How (and Why!) to Build Killer Bulk APIs — Part 1
Looking into boosting your application with bulk APIs? Working on a feature that requires bulk actions and can’t find any standards or best practices? You’re in the right place!
This is the first of two posts; in this Part 1 we will cover fundamental bulk API concepts and design approaches, while Part 2 will focus on architecture and implementation.
In this post, we will:
- Run through what Bulk APIs are
- See how they can bring value to you as an API provider and to your clients consuming it
- Explore some design approaches while giving concrete examples of how some of the biggest API providers are doing it
Whether you’re taking your first steps in writing APIs or you’re an experienced API guru writing REST controllers in your sleep, whether you’re a developer, an architect, a tech lead or any other R&D stakeholder (even a product manager!) looking into adding bulk capabilities to your product, this post (and the one that follows) will introduce you to some useful bulk API design tips and best practices we learned at CyberArk.
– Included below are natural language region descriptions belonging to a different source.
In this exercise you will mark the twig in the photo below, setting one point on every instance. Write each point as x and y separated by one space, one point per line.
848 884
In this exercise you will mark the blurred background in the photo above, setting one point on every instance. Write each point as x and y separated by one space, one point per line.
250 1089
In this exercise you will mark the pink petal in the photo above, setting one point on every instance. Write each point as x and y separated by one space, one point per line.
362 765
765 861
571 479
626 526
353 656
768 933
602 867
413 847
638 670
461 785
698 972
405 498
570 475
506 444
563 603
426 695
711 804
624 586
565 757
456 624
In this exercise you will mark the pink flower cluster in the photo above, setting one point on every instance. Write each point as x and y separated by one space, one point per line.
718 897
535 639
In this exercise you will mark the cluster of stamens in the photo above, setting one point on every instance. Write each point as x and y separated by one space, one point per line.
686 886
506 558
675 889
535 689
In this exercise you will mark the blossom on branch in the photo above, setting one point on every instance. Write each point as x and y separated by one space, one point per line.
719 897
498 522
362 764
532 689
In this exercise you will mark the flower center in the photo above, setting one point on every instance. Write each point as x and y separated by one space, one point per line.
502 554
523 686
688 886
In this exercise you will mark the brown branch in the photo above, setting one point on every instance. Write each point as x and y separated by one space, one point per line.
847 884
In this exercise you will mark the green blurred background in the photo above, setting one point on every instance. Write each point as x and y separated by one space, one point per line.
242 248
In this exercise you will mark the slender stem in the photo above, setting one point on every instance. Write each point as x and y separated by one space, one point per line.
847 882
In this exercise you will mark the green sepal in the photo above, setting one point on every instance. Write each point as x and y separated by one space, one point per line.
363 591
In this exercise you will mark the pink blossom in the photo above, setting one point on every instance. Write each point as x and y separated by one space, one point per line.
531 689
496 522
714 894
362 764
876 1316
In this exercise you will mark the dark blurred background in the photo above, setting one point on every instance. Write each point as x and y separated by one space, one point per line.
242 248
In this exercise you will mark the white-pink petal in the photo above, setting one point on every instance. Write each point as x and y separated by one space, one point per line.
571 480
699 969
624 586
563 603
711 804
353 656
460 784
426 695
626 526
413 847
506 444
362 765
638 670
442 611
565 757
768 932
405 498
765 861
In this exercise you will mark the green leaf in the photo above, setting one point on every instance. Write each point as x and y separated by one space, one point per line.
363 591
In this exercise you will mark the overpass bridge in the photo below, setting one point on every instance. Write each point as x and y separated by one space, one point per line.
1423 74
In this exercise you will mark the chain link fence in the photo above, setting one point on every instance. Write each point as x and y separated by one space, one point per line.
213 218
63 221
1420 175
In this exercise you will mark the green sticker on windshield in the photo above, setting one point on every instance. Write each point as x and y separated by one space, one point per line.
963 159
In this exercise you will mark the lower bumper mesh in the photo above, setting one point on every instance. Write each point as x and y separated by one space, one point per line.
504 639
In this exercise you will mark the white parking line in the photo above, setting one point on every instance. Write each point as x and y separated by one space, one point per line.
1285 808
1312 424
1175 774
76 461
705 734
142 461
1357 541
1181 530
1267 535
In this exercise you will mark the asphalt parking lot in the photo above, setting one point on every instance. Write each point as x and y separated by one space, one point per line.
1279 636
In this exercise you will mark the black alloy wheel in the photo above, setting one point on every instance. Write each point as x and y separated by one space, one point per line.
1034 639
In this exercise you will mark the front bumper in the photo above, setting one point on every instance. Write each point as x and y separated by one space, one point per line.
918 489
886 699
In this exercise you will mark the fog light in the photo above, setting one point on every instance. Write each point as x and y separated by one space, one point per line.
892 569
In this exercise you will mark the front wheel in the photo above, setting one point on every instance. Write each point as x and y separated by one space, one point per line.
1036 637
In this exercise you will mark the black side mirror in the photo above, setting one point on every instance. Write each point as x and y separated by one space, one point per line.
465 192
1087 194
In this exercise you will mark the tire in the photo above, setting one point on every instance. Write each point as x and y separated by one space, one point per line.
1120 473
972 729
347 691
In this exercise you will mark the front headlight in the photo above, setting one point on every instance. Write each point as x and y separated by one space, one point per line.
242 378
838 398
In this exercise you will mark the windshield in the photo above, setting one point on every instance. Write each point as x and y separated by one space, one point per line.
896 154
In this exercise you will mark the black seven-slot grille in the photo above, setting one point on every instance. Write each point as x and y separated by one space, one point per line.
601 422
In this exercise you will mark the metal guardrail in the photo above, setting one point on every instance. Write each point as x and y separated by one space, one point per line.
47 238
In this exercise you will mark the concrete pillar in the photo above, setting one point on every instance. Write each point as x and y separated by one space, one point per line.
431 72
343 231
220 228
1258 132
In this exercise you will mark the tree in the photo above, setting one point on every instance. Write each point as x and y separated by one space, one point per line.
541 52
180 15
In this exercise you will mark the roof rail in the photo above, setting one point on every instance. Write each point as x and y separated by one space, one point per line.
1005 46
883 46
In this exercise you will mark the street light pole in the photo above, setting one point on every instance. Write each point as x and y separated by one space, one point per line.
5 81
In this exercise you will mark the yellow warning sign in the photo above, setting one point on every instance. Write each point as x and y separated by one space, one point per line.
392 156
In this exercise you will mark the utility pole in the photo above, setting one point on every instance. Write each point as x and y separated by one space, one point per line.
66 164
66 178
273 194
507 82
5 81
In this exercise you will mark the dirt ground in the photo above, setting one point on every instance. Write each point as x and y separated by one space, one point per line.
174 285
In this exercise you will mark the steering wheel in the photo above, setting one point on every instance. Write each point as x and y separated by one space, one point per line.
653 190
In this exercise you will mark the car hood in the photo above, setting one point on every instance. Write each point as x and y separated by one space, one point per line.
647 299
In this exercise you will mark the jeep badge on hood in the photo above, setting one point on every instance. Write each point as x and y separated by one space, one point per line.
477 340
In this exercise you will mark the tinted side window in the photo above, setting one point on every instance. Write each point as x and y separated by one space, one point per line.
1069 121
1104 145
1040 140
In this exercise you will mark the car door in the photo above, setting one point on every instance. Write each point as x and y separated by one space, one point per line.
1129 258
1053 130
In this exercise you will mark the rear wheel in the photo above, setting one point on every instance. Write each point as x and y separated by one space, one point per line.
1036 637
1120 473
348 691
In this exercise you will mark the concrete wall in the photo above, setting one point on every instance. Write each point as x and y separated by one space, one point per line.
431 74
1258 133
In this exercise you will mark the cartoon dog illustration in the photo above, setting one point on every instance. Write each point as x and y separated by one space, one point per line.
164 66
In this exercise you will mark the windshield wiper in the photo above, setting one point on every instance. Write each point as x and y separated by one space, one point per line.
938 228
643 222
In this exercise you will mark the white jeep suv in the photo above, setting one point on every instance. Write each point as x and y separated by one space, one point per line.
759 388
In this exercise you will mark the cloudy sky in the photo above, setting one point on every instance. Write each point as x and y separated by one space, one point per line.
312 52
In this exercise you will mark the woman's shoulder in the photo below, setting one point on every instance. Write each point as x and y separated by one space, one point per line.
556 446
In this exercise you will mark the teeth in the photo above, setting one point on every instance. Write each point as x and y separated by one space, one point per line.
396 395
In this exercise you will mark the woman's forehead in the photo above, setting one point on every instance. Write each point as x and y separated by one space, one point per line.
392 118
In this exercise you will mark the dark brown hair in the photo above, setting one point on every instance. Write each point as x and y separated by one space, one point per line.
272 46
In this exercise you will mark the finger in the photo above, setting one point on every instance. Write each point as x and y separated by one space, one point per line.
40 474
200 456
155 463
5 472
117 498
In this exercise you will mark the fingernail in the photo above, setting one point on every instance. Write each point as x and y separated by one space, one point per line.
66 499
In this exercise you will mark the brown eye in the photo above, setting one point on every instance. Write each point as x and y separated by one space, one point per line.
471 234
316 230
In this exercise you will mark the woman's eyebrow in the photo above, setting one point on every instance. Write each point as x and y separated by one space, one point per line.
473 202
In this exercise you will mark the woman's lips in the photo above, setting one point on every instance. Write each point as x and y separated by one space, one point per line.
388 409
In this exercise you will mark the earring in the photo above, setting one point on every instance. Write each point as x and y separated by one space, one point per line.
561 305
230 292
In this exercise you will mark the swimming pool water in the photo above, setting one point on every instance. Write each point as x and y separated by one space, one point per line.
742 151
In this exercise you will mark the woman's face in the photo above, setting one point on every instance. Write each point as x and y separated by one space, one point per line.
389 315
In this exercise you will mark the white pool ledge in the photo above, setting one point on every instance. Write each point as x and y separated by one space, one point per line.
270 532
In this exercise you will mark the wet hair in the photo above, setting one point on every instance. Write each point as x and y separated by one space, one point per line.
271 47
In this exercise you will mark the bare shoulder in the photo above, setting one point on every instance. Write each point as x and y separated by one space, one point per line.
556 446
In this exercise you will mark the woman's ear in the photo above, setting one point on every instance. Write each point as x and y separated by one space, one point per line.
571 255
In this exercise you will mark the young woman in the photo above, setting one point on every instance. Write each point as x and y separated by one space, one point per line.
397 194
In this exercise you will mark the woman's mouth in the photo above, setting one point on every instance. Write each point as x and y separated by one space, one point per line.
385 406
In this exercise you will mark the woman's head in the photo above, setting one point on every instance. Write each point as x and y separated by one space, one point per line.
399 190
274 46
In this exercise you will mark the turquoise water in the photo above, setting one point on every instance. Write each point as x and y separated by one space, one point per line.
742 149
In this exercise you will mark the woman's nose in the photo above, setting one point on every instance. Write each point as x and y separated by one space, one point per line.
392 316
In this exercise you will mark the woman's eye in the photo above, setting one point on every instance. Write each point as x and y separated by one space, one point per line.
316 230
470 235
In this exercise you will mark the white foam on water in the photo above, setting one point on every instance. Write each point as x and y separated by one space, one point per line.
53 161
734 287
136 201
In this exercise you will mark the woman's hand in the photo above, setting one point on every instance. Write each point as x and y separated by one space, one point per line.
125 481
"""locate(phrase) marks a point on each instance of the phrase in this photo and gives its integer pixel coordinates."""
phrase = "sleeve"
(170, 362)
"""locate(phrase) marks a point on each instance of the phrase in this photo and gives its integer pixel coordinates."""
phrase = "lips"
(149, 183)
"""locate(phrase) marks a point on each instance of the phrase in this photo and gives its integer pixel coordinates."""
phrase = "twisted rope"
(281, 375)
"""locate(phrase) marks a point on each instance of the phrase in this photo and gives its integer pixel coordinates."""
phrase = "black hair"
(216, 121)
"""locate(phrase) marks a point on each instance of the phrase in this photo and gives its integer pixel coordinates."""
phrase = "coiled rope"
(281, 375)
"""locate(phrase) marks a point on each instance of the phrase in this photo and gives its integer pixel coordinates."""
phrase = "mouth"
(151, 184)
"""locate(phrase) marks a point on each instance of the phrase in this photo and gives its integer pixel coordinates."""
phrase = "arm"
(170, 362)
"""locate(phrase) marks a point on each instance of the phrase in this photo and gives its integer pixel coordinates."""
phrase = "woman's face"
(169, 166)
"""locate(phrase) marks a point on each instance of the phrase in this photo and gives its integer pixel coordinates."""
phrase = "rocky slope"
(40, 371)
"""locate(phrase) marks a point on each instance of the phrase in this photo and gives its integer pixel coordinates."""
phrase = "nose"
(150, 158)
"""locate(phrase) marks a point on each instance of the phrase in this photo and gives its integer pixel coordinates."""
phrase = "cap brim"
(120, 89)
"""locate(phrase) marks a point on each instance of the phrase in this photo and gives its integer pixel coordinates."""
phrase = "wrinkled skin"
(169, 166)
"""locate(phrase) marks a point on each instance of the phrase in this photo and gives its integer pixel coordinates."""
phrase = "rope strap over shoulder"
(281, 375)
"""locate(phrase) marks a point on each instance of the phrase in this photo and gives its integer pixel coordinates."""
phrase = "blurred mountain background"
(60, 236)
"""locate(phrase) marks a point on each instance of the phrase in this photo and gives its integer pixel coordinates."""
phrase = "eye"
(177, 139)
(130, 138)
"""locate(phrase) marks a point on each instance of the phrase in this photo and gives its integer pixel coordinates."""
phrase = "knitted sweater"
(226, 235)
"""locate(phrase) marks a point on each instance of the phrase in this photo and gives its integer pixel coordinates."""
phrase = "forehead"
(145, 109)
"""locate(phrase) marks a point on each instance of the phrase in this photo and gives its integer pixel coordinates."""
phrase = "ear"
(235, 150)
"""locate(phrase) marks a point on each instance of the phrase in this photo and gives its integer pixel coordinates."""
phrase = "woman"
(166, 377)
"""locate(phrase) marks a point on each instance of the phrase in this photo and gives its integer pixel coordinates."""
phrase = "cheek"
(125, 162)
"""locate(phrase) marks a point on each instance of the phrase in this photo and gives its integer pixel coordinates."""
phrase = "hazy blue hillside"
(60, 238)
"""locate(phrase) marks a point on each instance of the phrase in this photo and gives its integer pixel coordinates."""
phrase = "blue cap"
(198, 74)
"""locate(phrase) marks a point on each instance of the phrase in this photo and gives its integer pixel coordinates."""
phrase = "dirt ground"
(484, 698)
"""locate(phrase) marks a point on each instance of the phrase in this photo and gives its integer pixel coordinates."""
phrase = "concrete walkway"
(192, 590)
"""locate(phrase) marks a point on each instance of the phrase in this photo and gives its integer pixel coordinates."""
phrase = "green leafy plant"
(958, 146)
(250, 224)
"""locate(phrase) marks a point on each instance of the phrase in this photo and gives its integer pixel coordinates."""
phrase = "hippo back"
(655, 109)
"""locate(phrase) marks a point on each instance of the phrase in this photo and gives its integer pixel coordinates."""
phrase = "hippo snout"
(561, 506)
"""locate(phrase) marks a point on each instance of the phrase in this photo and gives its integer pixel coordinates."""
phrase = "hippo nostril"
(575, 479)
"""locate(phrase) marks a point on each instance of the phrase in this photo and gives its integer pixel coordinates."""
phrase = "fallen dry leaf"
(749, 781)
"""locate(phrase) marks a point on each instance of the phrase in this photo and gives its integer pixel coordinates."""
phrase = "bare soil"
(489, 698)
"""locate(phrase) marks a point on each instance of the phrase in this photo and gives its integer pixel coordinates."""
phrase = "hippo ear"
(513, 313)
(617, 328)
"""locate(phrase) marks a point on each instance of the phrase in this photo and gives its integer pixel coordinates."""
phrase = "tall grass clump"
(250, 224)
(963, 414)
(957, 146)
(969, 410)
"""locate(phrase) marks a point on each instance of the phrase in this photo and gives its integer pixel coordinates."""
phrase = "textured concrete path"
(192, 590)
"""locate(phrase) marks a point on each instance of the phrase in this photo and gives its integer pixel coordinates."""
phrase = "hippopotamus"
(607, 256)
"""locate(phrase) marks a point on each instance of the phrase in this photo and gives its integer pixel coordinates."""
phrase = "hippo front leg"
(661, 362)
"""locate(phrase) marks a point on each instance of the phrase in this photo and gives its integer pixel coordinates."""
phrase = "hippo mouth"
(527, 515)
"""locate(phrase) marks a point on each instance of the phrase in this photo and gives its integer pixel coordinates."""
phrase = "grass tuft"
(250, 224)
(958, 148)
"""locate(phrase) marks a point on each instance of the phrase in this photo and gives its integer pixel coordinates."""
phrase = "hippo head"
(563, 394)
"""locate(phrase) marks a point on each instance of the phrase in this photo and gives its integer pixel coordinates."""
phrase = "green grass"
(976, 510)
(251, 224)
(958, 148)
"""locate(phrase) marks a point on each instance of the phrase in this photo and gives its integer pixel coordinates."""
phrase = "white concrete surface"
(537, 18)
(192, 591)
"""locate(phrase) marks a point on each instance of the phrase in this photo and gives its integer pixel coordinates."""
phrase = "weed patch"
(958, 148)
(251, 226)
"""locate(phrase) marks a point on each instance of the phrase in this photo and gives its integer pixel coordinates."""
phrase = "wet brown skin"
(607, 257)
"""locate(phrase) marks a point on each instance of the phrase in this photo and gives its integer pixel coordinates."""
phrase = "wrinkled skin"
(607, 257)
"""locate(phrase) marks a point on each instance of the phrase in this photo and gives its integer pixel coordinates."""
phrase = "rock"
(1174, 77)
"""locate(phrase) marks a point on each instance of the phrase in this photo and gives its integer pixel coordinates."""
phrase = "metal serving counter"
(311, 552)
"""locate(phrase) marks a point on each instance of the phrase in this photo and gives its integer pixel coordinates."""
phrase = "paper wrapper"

These will help you enhance and scale up your application’s API layer, regardless of your technology stack.
What is a Bulk API?
Just so we’re aligned, the basic idea of a bulk API is applying multiple operations using a single HTTP request/response round-trip. This concept is sometimes referred to as ‘batch’ (more on that later). In this post, we’ll be focusing on write-oriented operations (writing, updating, deleting) in the context of bulk, since read operations are usually supported out-of-the-box.
Got It… Why Do I Need It?
Bulk APIs can be of value in several use-cases:
- Bulk UI operations: sometimes your application’s UI displays a grid with multiple items being modified at the same time. While this list of items can be very large, it makes sense to make a single request to the server when hitting the ‘Save’ button, instead of initiating a bunch of individual requests, overwhelming the server and dealing with the responses one-by-one.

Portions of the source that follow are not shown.